Feb. 3, 2020 - REMEMBERING REUBEN REUBENS BANJO COLLECTOR

REMEMBERING REUBEN REUBENS BANJO COLLECTOR
Reuben Reubens....I’ve been thinking.....

Reuben Reubens....I’ve been thinking.....


from the Tsumura book

from the Tsumura book

from the Tsumura book

from the Tsumura book

REMEMBERING REUBEN REUBENS BANJO COLLECTOR

February 3rd, 2020  

Good Morning Folks,

This week I  received a notice that long time banjo collector, Ruben Rubens, of London had passed away. Rubens accumulated a vast amount of early fretless banjos, mostly of English origin. He was a customer of ours in the 1970s and had bought a few fretless banjos back when we were sending out a paper catalog. Somewhere around 1987, Julie and I were traveling to London. We were actively buying  antiques and frequenting most of the major markets around Portobello Road and Bermondsey. Somehow we had the idea that we would be antique purveyors and buy interesting objects in cities like London and Amsterdam would be able to sell them in Rochester, New York for a profit. It wasn’t very realistic.
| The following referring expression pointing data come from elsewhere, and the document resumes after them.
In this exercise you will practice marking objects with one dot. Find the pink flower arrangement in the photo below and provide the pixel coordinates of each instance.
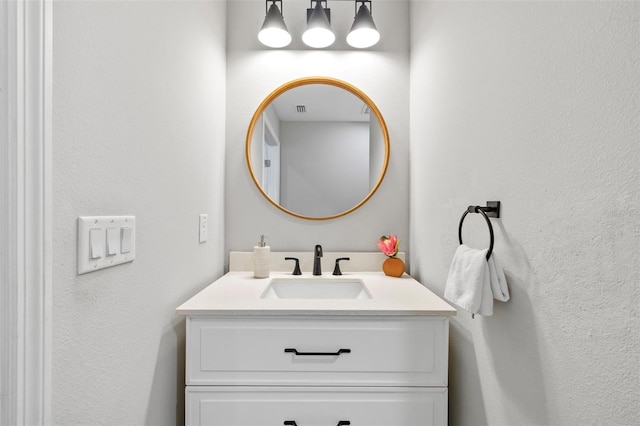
(389, 245)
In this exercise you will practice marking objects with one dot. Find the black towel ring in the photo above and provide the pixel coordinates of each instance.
(493, 209)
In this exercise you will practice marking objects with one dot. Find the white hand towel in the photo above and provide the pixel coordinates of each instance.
(474, 282)
(498, 281)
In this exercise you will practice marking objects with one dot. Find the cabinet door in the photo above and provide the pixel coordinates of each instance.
(397, 351)
(262, 406)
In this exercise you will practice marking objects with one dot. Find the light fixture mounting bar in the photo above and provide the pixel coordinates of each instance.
(355, 6)
(266, 6)
(326, 9)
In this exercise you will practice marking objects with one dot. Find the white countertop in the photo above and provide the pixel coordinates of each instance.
(239, 293)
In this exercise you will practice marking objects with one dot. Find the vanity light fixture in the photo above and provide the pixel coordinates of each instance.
(274, 32)
(318, 33)
(363, 32)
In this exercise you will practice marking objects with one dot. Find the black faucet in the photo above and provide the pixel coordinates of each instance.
(317, 254)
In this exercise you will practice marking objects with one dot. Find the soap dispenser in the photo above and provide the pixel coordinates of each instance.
(261, 257)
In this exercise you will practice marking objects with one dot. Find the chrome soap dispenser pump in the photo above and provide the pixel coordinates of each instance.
(261, 259)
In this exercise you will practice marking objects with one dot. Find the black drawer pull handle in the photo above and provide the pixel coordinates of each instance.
(339, 352)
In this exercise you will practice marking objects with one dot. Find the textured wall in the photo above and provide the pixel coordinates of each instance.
(534, 104)
(254, 71)
(139, 115)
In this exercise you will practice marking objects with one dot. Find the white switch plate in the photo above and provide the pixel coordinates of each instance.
(102, 223)
(204, 225)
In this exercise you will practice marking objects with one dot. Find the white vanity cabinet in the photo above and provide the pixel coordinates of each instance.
(257, 361)
(299, 370)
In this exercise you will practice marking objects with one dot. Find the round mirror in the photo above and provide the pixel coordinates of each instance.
(317, 148)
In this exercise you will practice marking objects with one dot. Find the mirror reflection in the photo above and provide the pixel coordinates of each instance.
(317, 148)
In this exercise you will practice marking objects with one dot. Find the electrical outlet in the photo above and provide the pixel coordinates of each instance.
(203, 227)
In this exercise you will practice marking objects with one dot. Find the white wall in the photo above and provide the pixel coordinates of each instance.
(139, 115)
(534, 104)
(325, 166)
(254, 71)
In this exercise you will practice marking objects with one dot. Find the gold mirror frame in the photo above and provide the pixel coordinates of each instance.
(332, 82)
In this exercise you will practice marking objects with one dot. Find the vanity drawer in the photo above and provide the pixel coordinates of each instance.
(336, 351)
(258, 406)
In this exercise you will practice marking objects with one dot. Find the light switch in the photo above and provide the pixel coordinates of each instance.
(125, 246)
(105, 241)
(96, 243)
(113, 241)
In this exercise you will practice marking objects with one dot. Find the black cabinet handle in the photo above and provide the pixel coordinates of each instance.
(339, 352)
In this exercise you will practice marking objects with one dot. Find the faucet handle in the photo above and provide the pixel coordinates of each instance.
(336, 270)
(296, 269)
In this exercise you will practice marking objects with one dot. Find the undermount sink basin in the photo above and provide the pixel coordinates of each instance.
(316, 288)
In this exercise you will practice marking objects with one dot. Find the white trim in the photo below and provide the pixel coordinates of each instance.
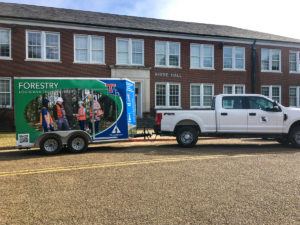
(270, 60)
(10, 89)
(43, 46)
(9, 42)
(130, 63)
(270, 91)
(89, 49)
(168, 95)
(168, 54)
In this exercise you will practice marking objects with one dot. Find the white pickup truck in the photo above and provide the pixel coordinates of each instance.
(236, 116)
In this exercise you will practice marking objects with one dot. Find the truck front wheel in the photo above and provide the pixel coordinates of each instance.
(295, 137)
(51, 144)
(186, 136)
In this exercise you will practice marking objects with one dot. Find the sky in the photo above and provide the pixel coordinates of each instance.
(270, 16)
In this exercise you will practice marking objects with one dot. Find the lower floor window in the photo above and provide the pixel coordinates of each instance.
(167, 95)
(273, 92)
(5, 92)
(234, 89)
(294, 96)
(201, 95)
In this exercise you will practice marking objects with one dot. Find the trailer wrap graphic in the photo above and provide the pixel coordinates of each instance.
(112, 101)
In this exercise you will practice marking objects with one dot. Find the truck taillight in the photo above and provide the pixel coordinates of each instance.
(158, 118)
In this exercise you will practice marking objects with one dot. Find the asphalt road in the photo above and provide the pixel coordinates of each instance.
(216, 182)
Julie happened to walk into a small shop that sold Delft blue China which was something we had an grown fond of. In the course of the conversation she mentioned to the proprietor that we also had an interest in early stringed instruments. He replied that a friend of his amassed a large collection of banjos and was contemplating selling. No sooner did I turn around than I bumped into a "Dickensian" looking character with a tweed cap pulled down over his eyes and his cigarette dangling from his mouth. He looked at me, shook my hand and said "banjos? Are you looking for banjos? I got lots of banjos kid."
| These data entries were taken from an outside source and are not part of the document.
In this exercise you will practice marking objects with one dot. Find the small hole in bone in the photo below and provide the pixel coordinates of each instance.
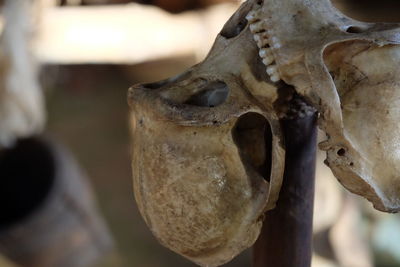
(253, 136)
(354, 29)
(214, 94)
(341, 152)
(160, 84)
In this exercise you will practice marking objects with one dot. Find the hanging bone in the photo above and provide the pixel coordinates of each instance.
(208, 153)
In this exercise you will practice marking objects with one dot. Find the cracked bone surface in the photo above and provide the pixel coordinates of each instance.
(208, 154)
(348, 70)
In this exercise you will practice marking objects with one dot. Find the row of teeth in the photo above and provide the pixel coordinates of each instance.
(260, 35)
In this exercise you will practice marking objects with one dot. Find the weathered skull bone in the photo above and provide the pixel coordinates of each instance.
(203, 174)
(349, 70)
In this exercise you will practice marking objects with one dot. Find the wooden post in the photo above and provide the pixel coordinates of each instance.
(286, 237)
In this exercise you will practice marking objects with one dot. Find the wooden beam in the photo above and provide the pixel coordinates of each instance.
(286, 237)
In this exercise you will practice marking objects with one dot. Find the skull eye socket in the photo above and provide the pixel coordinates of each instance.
(253, 136)
(213, 94)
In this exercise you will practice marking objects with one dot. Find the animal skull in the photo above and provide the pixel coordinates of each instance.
(208, 154)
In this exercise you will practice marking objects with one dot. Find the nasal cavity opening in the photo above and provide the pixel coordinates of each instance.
(253, 136)
(27, 176)
(213, 94)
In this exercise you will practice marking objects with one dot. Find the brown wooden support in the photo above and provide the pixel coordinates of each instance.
(286, 237)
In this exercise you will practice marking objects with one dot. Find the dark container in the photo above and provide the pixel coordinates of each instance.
(48, 217)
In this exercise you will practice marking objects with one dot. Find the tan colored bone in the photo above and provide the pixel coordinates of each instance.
(200, 187)
(202, 182)
(358, 106)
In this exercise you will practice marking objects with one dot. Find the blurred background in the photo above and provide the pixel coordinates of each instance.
(91, 51)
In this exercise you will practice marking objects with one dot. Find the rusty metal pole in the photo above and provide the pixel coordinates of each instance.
(286, 237)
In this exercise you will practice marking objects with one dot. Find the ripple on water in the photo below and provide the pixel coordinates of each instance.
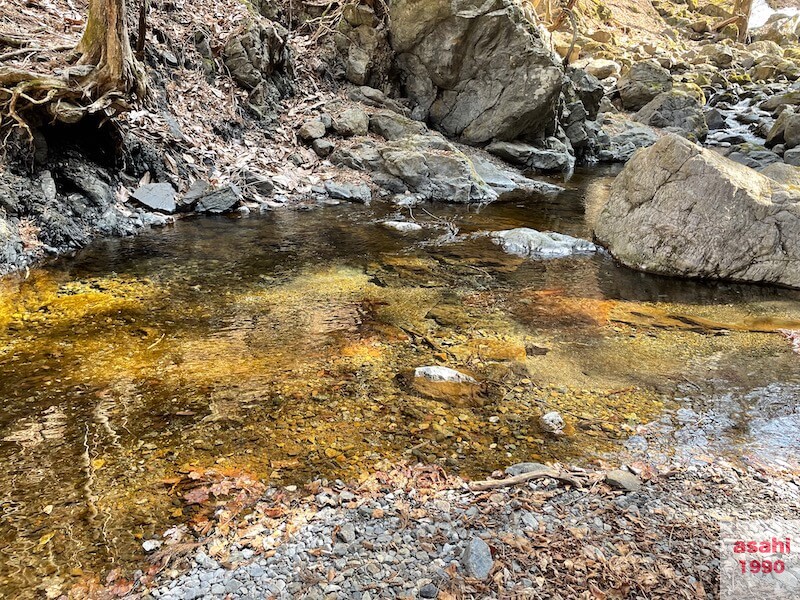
(275, 346)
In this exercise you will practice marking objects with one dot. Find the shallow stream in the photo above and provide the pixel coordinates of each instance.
(280, 345)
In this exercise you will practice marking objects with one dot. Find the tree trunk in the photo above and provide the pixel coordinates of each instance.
(106, 45)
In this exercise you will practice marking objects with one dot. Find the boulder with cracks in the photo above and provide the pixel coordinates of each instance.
(677, 209)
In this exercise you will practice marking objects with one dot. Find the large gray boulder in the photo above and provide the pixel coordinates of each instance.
(678, 209)
(644, 81)
(259, 60)
(786, 129)
(677, 111)
(477, 70)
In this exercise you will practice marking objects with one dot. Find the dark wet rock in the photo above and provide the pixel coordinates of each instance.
(671, 211)
(351, 192)
(219, 200)
(393, 126)
(623, 480)
(676, 111)
(536, 244)
(551, 155)
(477, 559)
(350, 122)
(259, 60)
(312, 129)
(156, 196)
(644, 81)
(89, 180)
(454, 59)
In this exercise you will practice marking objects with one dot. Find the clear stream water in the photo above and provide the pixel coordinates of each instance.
(278, 345)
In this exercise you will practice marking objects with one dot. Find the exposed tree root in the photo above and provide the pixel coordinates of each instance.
(31, 99)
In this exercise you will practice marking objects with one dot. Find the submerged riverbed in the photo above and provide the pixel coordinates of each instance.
(278, 346)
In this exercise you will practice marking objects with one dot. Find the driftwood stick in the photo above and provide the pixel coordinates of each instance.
(493, 484)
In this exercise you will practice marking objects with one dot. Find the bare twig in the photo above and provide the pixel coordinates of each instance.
(493, 484)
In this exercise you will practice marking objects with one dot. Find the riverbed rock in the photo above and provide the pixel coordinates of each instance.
(156, 196)
(552, 422)
(433, 167)
(645, 80)
(477, 559)
(623, 480)
(588, 89)
(219, 200)
(352, 192)
(444, 383)
(678, 209)
(676, 111)
(402, 226)
(786, 129)
(476, 71)
(350, 122)
(392, 126)
(550, 155)
(323, 147)
(600, 68)
(621, 137)
(531, 243)
(782, 173)
(258, 59)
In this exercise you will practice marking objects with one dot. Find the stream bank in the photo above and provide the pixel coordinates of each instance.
(237, 357)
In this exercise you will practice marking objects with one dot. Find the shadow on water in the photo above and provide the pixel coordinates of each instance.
(276, 345)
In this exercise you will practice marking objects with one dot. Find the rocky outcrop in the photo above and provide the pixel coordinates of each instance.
(678, 209)
(476, 71)
(644, 81)
(786, 129)
(620, 138)
(259, 60)
(362, 46)
(675, 111)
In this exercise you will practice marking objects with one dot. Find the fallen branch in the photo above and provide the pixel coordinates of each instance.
(493, 484)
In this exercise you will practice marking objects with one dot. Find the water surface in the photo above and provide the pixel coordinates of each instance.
(278, 346)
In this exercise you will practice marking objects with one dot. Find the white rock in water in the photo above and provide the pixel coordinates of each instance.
(150, 545)
(531, 243)
(402, 226)
(443, 374)
(552, 422)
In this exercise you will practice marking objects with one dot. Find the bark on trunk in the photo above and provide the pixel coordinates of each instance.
(106, 45)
He directed us to his house in southwest London. When we met him there, at a big old Victorian house where he resided, we viewed 800 fretless banjos in various states of repair piled like cordwood. He told us that he was done collecting and the major reason was that he had collected everything there was of interest in the country. Rubens did not play banjo but he found them interesting and had amassed one of the greatest collections in the world. But his interests changed and he was now collecting early kitchen appliances and he said it was time to make the banjos go someplace else. Though it was a long time ago I do remember seeing his father there, coming down a large Victorian staircase. He had a ponytail, was dressed in pirate garb and honest to God he had a parrot on his shoulder. It was a scene that I would never ever forget. Julie and I negotiated the price for a few hours with Rubens and we decided to purchase about 100 of his early banjos. That day I spent driving back-and-forth from North West London to South East London in an old rented Mercedes Benz hauling banjos to the apartment where we were staying. We proceeded to take each one of them apart putting necks in one box and rims properly labeled into other boxes. We were flying back to the US through Canada and we brought all of this back as luggage. At customs they gave us some strange looks but we said we were not staying in Canada and we were headed towards the border of the US. When we got to the border with US customs asked us if we purchased anything in Canada that we are bringing back to the United States and we told him we bought nothing in Canada which was the truth. We were able to enter the US with 100 banjos in parts and were able to avoid the customs paperwork that might have been necessary. There was no duty because these were antique items but going through all the boxes would leave a lot of explaining. Of course these were pre-9/11 days when air travel was much easier.

 When we got back to Rochester we put the banjos together and listed them in our catalog.They were every kind of banjo you can imagine. Tunbridgeware decorated seventh stringers, imported Lyon and and Healys, and many many of the early banjos like those that ended up in the first book by Akira Tsumura who had recently bought Ruben‘s prized fretless Stewart presentations. When a collection starts to unwind it’s usually the top things that go first but we were interested in any type of early banjo. However, the market was just not ready for minstrel era banjos in 1987. It took a long time to convince people that banjos from the 1850s and 1860s were of interest. One in particular was a handmade instrument with a daguerreotype of the maker holding the banjo inlaid into the fingerboard! It came in the original wooden hard case but it brought barely $400 at auction. The market was just not ready for it. It wasn’t till 20 years later that the rage for early banjos seemed to catch up...and so it goes.

Many of Reubens' minstrel-era banjos are now in the collection of the Hamamatsu Museum of Musical Instruments in Japan.